The Fastest Spacecraft
The solar neighborhood, the immediate environs of the Sun in space, includes the nearest star system, Alpha Centauri. It is really a triple system, two stars revolving around each other, and a third, Proxima Centauri, orbiting the pair at a discreet distance. At some positions it its orbit, Proxima is the closest know star to the Sun – hence its name. Most stars in the sky are members of double and multiple star systems. Our solitary Sun is something of an anomaly.
The second brightest star in the constellation Andromeda, called Beta Andromedae, is seventy-five light-years away.
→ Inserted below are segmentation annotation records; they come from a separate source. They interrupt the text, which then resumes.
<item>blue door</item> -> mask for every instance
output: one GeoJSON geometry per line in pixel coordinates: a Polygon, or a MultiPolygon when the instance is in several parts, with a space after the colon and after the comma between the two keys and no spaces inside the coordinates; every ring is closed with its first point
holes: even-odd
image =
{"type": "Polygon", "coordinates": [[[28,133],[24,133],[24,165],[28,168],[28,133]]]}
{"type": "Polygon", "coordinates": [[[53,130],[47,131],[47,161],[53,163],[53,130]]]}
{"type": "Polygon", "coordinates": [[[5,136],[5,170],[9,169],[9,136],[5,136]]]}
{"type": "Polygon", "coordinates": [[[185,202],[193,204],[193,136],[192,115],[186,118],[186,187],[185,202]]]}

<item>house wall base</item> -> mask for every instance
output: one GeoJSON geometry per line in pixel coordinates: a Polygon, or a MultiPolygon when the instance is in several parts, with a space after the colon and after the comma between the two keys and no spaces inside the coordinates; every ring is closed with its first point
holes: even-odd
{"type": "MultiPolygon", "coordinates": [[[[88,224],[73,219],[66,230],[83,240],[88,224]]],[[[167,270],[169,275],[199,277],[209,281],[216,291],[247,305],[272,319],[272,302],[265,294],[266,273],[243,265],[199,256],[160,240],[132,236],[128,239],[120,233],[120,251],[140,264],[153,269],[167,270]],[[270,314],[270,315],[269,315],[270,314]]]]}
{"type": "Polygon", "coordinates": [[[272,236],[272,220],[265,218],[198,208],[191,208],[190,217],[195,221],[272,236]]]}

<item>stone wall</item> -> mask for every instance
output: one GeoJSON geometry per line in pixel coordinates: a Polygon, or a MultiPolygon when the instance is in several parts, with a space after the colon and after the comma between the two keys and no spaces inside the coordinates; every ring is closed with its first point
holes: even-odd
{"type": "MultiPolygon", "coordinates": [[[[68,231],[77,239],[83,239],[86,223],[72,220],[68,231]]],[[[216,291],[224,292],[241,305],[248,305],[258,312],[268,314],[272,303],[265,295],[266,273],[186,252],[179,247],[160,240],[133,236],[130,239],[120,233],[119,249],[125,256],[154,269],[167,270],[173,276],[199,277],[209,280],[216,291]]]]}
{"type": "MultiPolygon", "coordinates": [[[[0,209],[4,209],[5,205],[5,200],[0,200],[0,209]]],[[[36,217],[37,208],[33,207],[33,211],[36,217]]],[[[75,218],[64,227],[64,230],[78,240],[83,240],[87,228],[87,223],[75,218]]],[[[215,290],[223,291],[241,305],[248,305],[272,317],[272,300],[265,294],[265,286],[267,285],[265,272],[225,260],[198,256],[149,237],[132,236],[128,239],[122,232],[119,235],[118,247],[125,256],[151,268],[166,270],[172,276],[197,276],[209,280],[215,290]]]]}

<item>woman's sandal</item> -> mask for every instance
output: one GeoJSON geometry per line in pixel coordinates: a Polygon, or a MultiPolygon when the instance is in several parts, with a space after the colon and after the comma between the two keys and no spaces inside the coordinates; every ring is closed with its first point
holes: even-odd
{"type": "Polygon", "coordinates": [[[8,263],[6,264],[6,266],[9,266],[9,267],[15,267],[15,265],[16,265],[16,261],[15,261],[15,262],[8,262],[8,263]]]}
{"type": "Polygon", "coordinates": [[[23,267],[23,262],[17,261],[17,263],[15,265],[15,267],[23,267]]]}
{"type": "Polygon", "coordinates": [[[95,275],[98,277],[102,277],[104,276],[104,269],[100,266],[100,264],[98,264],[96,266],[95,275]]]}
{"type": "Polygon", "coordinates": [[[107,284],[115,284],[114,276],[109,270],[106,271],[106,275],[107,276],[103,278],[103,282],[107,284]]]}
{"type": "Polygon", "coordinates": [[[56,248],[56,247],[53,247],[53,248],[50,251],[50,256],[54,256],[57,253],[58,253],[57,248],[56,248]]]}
The light by which we see it now has spent thus seventy-five years traversing the dark of interstellar space on its long journey to Earth. In the unlikely event that Beta Andromedae blew itself up last Tuesday, we would not know it for another seventy-five years, as this interesting information, travelling at the speed of light, would require seventy-five years to cross the enormous interstellar distances. When the light by which we now see this star set out on its voyage, the young Albert Einstein, working as a Swiss patent clerk, had just published his epochal special theory of relativity here on Earth.
The two Voyager interstellar spacecraft, the fastest machines ever launched from Earth, are now travelling at one ten-thousandth the speed of light. They would need 40, 000 years to go the distance to the nearest star. Do we have any hope of leaving Earth and traversing the immense distances even to Proxima Centauri in convenient periods of time? Can we do something to approach the speed of light? What is magic about the speed of light? Might we someday be able to go faster than that?